Huang Zhan-Peng, Wang Da-Zhi
Department of Cardiology, Boston Children׳s Hospital, Harvard Medical School, 320 Longwood Avenue, Boston, MA 02115.
Trends Cardiovasc Med. 2014 Oct;24(7):267-72. doi: 10.1016/j.tcm.2014.07.005. Epub 2014 Aug 2.
Regulation of gene expression during cardiac development and remodeling is very complicated, involving epigenetic, transcriptional, post-transcriptional, and translational regulation. Our understanding of the molecular mechanisms underlying cardiac remodeling is still far from complete. MicroRNAs are a class of small non-coding RNAs that have been shown to play critical roles in gene regulation in cardiovascular biology and disease. microRNA-22 (miR-22) is an evolutionally conserved miRNA that is highly expressed in the heart. Recent studies uncovered miR-22 as an important regulator for cardiac remodeling. miR-22 modulates the expression and function of genes involved in hypertrophic response, sarcomere reorganization, and metabolic program shift during cardiac remodeling. In this review, we will focus on the recent findings of miR-22 in cardiac remodeling and the therapeutic potential of this miRNA in the treatment of related defects resulting from adverse cardiac remodeling.
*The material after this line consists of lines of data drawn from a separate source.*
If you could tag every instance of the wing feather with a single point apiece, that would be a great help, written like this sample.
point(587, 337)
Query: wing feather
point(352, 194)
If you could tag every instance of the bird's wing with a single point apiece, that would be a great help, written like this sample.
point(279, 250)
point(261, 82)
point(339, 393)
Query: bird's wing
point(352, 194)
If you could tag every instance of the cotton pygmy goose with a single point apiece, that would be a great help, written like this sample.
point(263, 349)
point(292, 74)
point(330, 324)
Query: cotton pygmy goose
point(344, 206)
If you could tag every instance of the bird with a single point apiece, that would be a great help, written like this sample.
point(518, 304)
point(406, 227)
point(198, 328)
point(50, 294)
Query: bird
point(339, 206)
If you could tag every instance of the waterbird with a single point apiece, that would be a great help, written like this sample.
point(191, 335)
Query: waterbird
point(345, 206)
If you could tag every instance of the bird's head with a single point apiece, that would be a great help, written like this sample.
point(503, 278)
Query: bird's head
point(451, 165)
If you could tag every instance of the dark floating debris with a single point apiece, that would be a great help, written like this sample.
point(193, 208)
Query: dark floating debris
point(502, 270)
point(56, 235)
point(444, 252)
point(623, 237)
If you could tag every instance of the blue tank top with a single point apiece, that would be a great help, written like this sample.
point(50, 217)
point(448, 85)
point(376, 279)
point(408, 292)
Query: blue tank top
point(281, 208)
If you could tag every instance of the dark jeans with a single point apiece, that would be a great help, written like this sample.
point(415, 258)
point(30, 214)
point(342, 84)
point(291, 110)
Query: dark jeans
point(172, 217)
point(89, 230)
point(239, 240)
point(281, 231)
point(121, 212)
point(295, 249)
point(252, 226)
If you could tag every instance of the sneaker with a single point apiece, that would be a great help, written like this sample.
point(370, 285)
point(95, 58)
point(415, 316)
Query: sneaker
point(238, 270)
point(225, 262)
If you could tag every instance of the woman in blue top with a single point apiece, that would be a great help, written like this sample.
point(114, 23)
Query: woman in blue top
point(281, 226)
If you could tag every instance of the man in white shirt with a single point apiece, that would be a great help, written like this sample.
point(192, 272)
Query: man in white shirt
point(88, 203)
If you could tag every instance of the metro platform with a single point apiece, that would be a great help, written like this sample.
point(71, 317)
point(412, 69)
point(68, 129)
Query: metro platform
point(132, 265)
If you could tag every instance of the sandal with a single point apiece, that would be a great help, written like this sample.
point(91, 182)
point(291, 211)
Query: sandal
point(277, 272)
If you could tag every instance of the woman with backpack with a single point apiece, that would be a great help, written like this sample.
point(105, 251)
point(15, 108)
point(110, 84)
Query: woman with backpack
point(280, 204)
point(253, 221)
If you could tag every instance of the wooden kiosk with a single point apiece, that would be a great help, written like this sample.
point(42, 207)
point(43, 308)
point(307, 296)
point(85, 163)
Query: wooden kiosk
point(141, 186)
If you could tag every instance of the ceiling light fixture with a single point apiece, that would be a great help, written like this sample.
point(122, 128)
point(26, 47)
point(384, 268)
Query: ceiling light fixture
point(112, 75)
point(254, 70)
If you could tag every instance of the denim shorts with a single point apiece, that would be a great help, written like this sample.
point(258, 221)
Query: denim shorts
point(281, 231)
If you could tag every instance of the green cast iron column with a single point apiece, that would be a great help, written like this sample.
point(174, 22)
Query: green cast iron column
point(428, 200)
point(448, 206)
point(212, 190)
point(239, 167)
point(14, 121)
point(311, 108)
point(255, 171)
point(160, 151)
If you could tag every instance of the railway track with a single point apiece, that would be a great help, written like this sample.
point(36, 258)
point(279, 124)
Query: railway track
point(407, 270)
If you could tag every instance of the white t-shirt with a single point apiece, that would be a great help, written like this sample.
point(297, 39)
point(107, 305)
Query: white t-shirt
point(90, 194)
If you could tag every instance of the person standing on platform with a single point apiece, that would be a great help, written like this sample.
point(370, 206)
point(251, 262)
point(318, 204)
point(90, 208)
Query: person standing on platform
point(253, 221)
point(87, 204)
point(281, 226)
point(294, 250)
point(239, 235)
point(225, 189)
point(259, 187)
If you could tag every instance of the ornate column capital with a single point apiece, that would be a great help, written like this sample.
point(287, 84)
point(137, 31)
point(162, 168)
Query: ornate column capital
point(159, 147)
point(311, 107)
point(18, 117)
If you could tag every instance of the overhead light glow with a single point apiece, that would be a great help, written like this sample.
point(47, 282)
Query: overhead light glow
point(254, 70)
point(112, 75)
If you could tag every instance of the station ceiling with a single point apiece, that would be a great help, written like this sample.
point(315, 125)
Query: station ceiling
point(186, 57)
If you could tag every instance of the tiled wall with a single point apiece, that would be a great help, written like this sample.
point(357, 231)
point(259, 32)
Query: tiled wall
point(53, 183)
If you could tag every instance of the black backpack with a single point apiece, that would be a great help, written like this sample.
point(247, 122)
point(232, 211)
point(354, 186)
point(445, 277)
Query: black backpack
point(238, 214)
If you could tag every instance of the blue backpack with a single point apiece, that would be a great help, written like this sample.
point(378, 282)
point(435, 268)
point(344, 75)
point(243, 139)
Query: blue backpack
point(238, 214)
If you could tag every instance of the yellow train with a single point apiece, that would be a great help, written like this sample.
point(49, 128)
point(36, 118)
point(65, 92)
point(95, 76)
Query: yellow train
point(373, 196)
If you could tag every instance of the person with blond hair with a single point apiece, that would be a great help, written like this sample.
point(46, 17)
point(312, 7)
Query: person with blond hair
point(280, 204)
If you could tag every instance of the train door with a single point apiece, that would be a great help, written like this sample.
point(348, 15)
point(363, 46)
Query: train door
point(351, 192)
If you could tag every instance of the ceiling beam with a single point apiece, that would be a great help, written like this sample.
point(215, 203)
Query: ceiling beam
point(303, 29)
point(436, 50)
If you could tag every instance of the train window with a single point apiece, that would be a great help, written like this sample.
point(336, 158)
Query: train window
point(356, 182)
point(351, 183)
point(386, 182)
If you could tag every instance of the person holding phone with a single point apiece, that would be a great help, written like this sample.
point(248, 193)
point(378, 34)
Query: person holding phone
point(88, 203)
心脏发育和重塑过程中的基因表达调控非常复杂,涉及表观遗传、转录、转录后和翻译调控。我们对心脏重塑潜在分子机制的理解仍远未完善。微小RNA是一类小的非编码RNA,已被证明在心血管生物学和疾病的基因调控中起关键作用。微小RNA-22(miR-22)是一种在进化上保守的微小RNA,在心脏中高度表达。最近的研究发现miR-22是心脏重塑的重要调节因子。miR-22在心脏重塑过程中调节参与肥厚反应、肌节重组和代谢程序转变的基因的表达和功能。在这篇综述中,我们将重点关注miR-22在心脏重塑方面的最新研究结果,以及这种微小RNA在治疗由不良心脏重塑导致的相关缺陷方面的治疗潜力。